Predators can also be quite finicky about food, preferring that which offers high nutritional value rather than calorie content.
A new study has found that such insect predators, given a choice of food, will select a diet that maximises their chances of reproducing.
“Contrary to standard dogma, predators do balance their diet and show nutritional wisdom,” said Stephen Simpson, professor of biology at the University of Sydney and study co-author.
“Although we previously demonstrated this characteristic in spiders, predatory beetles, fish, mink and cats, this is the first study to show the adaptive reasons and benefits of diet selection,” Simpson added.
The findings are based on a study of the ground beetle, Anchomenus dorsalis, a garden insect that feasts on slugs, aphids, moths, beetle larvae and ants, the journal Proceedings of the Royal Society B reports.
Researchers from the Universities of Sydney, Exeter and Oxford, Britain, Aarhus University, Denmark and Massey University in New Zealand collected female beetles from the wild and split them into two groups in the lab, according to a Sydney statement.
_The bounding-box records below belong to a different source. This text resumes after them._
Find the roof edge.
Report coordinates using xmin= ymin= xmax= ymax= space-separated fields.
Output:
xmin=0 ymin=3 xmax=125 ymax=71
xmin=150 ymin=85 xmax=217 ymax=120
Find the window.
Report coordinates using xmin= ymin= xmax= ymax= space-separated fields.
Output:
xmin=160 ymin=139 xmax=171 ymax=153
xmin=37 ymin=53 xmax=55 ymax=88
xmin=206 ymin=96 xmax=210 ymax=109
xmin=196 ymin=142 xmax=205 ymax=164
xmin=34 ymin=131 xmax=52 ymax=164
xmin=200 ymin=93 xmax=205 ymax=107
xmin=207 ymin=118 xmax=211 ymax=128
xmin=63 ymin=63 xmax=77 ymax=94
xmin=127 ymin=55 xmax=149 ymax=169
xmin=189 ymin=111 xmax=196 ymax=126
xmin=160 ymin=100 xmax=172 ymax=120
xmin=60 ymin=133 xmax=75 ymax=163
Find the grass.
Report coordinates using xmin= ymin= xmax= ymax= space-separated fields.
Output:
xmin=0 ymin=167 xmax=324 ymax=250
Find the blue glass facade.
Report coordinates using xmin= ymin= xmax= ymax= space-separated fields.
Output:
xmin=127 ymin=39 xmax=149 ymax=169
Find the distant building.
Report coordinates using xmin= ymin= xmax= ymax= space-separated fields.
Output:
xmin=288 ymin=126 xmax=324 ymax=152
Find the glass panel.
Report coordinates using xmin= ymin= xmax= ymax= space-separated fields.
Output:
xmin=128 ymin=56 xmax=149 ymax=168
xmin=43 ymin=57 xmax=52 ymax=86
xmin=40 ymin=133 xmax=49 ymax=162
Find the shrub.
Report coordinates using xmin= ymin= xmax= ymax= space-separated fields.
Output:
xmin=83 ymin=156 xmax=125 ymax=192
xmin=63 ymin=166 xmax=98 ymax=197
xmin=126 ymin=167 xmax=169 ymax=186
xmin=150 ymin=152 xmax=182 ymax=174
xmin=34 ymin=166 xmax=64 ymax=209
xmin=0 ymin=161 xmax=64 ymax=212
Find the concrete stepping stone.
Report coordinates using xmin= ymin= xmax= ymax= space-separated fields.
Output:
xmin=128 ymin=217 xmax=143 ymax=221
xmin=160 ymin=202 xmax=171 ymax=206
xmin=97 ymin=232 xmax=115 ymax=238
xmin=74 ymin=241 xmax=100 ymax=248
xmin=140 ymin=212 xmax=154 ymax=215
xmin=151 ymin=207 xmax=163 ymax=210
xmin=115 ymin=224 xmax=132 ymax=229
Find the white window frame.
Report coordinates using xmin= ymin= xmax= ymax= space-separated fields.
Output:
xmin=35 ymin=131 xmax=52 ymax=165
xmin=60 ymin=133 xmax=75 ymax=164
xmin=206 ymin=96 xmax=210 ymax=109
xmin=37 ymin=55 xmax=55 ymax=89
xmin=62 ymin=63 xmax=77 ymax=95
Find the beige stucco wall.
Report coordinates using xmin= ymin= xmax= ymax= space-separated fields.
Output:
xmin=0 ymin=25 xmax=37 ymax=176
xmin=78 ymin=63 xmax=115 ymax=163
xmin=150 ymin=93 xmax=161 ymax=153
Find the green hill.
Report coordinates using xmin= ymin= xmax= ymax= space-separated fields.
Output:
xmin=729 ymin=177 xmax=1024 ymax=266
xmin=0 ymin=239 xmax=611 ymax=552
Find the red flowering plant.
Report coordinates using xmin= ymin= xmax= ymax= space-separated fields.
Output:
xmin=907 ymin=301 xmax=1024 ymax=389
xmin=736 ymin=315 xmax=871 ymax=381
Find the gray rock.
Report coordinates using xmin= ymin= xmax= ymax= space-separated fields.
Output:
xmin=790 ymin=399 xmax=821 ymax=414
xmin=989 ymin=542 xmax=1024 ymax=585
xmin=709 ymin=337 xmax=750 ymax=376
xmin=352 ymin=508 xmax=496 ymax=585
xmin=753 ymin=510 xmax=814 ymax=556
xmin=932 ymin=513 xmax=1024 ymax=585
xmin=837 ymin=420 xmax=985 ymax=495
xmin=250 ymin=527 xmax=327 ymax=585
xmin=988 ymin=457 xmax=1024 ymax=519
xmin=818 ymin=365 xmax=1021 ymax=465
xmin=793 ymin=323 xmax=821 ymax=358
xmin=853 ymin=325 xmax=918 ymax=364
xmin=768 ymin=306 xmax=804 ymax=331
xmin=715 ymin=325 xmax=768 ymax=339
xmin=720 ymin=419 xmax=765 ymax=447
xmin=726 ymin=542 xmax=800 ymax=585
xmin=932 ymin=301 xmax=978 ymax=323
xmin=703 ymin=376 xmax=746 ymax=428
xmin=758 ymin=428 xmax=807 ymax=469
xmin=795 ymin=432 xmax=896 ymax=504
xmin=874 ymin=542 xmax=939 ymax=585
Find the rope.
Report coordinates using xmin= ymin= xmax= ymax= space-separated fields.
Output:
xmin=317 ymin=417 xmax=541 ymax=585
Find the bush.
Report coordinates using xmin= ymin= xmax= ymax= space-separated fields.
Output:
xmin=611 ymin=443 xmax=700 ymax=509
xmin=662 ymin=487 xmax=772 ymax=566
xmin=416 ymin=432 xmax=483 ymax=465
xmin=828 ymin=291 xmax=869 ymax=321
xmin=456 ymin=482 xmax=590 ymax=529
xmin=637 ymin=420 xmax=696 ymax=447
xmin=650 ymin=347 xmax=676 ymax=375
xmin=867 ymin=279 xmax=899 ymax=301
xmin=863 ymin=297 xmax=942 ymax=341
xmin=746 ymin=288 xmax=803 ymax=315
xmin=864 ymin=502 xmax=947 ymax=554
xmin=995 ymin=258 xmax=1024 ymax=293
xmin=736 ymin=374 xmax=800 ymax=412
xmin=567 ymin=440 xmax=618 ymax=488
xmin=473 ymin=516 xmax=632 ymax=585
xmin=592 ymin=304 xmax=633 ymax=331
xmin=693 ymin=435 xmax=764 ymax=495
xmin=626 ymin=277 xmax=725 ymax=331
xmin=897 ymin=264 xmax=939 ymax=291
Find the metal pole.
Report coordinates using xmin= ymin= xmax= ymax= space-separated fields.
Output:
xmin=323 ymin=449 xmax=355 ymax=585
Half the beetles were offered a choice of foods – some that were high in protein and some that were high in fat. The other half were not given a choice of foods: some of these beetles were only given high protein food, while the rest were just given high fat foods.
The beetles that were given a choice of foods ate the proportions of protein and fat that were optimal for producing healthy eggs. These beetles produced more eggs than the other beetles in the study that had no choice of foods.
The finding could have implications for predator killing and eating patterns in particular environments, with important consequences for food webs and ecological communities, said Simpson.
Study co-author Kim Jensen of the University of Exeter, said: “At a time of year when many of us are focused on healthy eating, it is interesting to see that predators are also selective about what they eat.”